Cinquième opus pour le crooner de New York. Plus encore que son prédécesseur, ce Sixes And Sevens d’Adam Green est un album bavard, parfois à la limite du mauvais goût, mais encore charmeur. Pour combien de temps ?


Il a l’air tout étonné d’être là, Adam Green, nous narguant d’un air aussi interrogatif que désabusé sur la pochette de ce Sixes And Sevens. Et s’il nous donne l’impression de s’être glissé là en catimini dans l’arrière-fond de ce visuel graphique mangé en partie par une imposante calligraphie, c’est qu’il n’a jamais vraiment, semble t-il, disparu de notre environnement proche.

Déjà deux ans en effet qu’on découvrait Jacket Full Of Danger, album qui l’érigeait en figure, décalée certes, d’un certain songwriting qui allie aussi bien la verve d’un crooner intemporel à l’acide acuité d’un poète folk, la fantaisie kitsch en plus. Sur ce Sixes And Sevens – vingt titres tout de même sur la version définitive ! – on retrouve avec délectation sa voix puissante de baryton, sa marque de fabrique, qui fait de chacun de ses titres un petit talisman. Et peu importe si celui-ci ne dépareillerait pas dans une exposition dédiée à Jeff Koons (comprenez : pas toujours du meilleur goût !).

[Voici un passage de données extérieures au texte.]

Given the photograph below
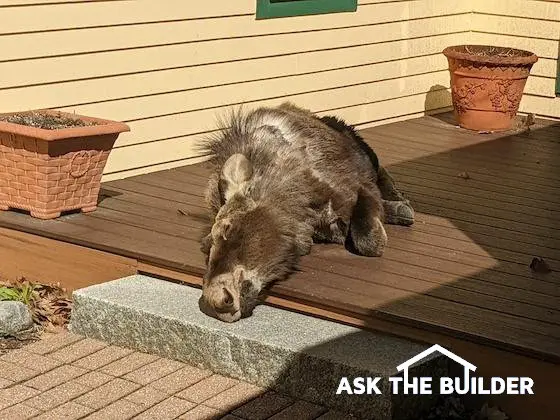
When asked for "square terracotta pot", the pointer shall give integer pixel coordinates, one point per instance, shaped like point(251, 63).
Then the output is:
point(47, 172)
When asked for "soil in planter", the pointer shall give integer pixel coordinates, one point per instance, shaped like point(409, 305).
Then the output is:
point(50, 306)
point(46, 121)
point(488, 51)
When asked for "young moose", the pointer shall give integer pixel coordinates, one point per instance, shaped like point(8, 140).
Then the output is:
point(282, 179)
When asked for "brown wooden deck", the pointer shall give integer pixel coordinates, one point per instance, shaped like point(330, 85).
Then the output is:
point(461, 271)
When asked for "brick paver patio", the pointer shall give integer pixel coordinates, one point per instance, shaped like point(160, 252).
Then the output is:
point(70, 377)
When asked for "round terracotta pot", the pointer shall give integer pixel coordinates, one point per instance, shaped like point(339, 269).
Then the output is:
point(487, 84)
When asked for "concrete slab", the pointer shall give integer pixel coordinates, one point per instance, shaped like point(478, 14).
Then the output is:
point(293, 353)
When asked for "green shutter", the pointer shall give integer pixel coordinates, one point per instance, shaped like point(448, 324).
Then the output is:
point(267, 9)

“Festival Song” s’impose tout de suite avec ses choeurs féminins et autant de déflagrations sonores, un vrai festival de 2 minutes 20, hyper-produit, un peu comme si un film de série Z se prenait, l’espace de quelques scènes, pour un blockbuster. Adam Green a la folie des grandeurs et désormais les moyens d’assouvir ses délires d’orchestration saturée d’effets et d’instruments. Au carrefour de ce que la musique américaine fait de plus indigeste (variété empesée, blues balourd, crooneries cheap), Adam Green, en petit démiurge du second degré, s’en donne à coeur joie en piochant ici ou là le détail qui fera la différence. Et si l’auditeur le suit, cahin-caha, dans ce tourbillon écoeurant, c’est non sans la réflexion étrange que ce génie de la composition doit prendre un plaisir masochiste à saborder ses propres productions. Comme par exemple en utilisant un thème aux cuivres tout droit sorti d’une sitcom et un refrain saturé de choeurs au rabais sur “Morning After Midnight”. Adam ne nous épargne pas non plus les nappes de violons déposées ça et là sans regarder à la dépense, les « oh yeah! », et les breaks des plus attendus – ceux qui devraient susciter les clappements de main de la foule conquise (“Broadcast Beach”). Pour l’occasion, il a même emprunté la flûte de pan à Deep Forest sur “You Get So Lucky”.

Ces facéties confèrent au disque un aspect maintes fois pénible. Pourtant, Adam Green reste très bon dans les ballades solaires, avec ce chaloupé caractéristique (“Twee Twee Dee”, qui ressemble malgré tout à une resucée de son “Party Line” de 2006) et le velours de ses états d’âme (“It’s A Fine”, “Leaky Flask”). Il s’essaie même à quelques expérimentations secouées (“That Sounds Like A Pony” ou “Exp. 1”) qui rappellent un peu les délires sous psychotropes du Velvet Underground en son temps. Son image de chanteur désinvolte, doux rêveur un brin fumiste, acquiert en apparence une épaisseur nouvelle. Mais celle-ci est rapidement tempérée par la tiédeur relative de la majorité des titres : des ballades agréables, sans plus.

A trop vouloir nous régaler avec le faste d’une de ses réceptions, l’ambassadeur risque de nous faire frôler la crise de foie.